Sur 2 Corinthiens 10,1 – 11,6
Saint Bède le Vénérable

Ivan Gobry
Les moines en Occident, tome 3, Le temps des conquêtes, p. 407s

En 682, une épidémie de peste dévasta la Northumbrie. A Yarrow, tous les moines périrent sauf deux : l’Abbé Céolfrid et un petit oblat de neuf ans que ses parents avaient fait baptiser sous le nom prometteur de Béda, « la prière ». Tout un programme, certes, et qu’il allait réaliser à la lettre, mais aussi le signe d’une destinée : Dieu gardait en vie celui qui allait devenir la plus grande lumière du VIIIème siècle. Sa vie fut sans rupture : initié aux sciences sacrées et profane par les doctes émules de Benoît Biscop, et à la liturgie par le chantre Jean, il passa tout naturellement du statut d’oblat à celui de profès, et fut ordonné prêtre en 702. Son Abbé, estimant que les moines ne devaient pas être les seuls bénéficiaires de son érudition, institua une école dont il lui confia la direction et qui attira des centaines d’élèves.
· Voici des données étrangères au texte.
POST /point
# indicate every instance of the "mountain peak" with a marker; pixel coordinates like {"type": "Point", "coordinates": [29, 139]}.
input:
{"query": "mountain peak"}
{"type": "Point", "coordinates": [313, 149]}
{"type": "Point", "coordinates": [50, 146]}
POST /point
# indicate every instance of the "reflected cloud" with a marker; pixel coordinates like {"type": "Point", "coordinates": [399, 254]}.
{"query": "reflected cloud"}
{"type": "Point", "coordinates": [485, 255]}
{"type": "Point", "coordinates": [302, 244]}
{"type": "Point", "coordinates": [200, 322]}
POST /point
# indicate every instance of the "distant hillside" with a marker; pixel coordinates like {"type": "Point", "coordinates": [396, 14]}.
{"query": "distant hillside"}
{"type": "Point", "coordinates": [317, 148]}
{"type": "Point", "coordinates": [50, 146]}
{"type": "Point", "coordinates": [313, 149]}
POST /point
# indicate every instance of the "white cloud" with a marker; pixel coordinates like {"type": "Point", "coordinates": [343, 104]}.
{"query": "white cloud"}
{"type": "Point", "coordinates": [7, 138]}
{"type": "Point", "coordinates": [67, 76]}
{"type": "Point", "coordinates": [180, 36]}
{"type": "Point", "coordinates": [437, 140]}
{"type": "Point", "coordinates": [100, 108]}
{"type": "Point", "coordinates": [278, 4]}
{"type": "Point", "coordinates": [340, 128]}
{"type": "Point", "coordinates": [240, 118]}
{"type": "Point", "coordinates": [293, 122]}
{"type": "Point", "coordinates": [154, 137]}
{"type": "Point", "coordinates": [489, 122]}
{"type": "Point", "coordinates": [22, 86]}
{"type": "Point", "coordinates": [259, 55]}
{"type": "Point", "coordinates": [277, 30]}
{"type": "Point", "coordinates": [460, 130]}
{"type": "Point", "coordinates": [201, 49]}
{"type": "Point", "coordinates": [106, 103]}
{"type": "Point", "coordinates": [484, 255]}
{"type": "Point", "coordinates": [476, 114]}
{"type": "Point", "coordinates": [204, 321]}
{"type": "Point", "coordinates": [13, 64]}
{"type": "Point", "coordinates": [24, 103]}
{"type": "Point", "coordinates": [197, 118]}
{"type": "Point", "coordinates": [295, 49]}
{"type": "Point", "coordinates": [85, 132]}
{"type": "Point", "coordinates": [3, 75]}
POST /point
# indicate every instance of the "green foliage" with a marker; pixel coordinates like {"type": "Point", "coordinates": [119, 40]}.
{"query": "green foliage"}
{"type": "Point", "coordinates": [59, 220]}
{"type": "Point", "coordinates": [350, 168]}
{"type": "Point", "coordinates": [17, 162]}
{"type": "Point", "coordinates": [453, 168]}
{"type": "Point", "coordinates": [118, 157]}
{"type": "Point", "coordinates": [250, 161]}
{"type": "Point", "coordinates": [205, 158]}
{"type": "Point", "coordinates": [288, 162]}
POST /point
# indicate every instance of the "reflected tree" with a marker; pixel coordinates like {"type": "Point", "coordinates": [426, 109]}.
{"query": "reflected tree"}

Sa mémoire et sa puissance de travail le dissuadèrent de recourir à des secrétaires, comme le faisait tous les maîtres contemporains ; pourtant il ne se déroba jamais à la discipline monacale, participant avec ferveur à tous les exercices conventuels. Il mourut comme il vécut, en douceur, discrètement et joyeusement. Il fut atteint d’une maladie qui le tint deux mois étendu, sans qu’il changeât pour cela son emploi du temps : il chantait les offices, malgré la peine qu’il avait à respirer, de tout son cœur et de toute sa voix, et, dans l’intervalle, enseignait aux disciples qui se tenaient autour de lui ; ce fut même pendant ces semaines douloureuses qu’il traduisit en anglo-saxon l’Evangile de saint Jean. Le matin de la fête de l’Ascension, jeudi 26 mai 735, étendu sur la pavé de sa cellule, il rendit l’âme en chantant : Gloire au Père, et au Fils, et au Saint Esprit.
Saint Bède le Vénérable, docteur de l’Eglise, a laissé à la postérité une œuvre abondante et varié. Nous ne connaitrions pas tous les éléments de ce chapitre s’il n’avait rédigé, avec application, pendant la moitié de sa vie, et en puisant aux meilleures sources, ce monument unique qu’est l’Histoire ecclésiastique de la nation anglaise. Il écrivit en outre les vies de saint Félix de Nole, de saint Cuthbert, de saint Benoît Biscop, de saint Estrevin, de saint Céolfrid, et composa un martyrologe. Ce fut aussi un théologien, dont il reste cinquante homélies sur les grandes fêtes de l’année, et des commentaires de l’Ecriture (Pentateuque, Prophètes, Cantique des cantiques, et tout le Nouveau Testament), qui en font un disciple original de saint Grégoire le Grand. Ce fut encore un rhéteur et un savant, qui produisit des traités sur l’orthographe, la métrique, les figures de rhétorique, la cosmographie, les six âges du monde, et qui, au surplus, composa des épigrammes et des hymnes.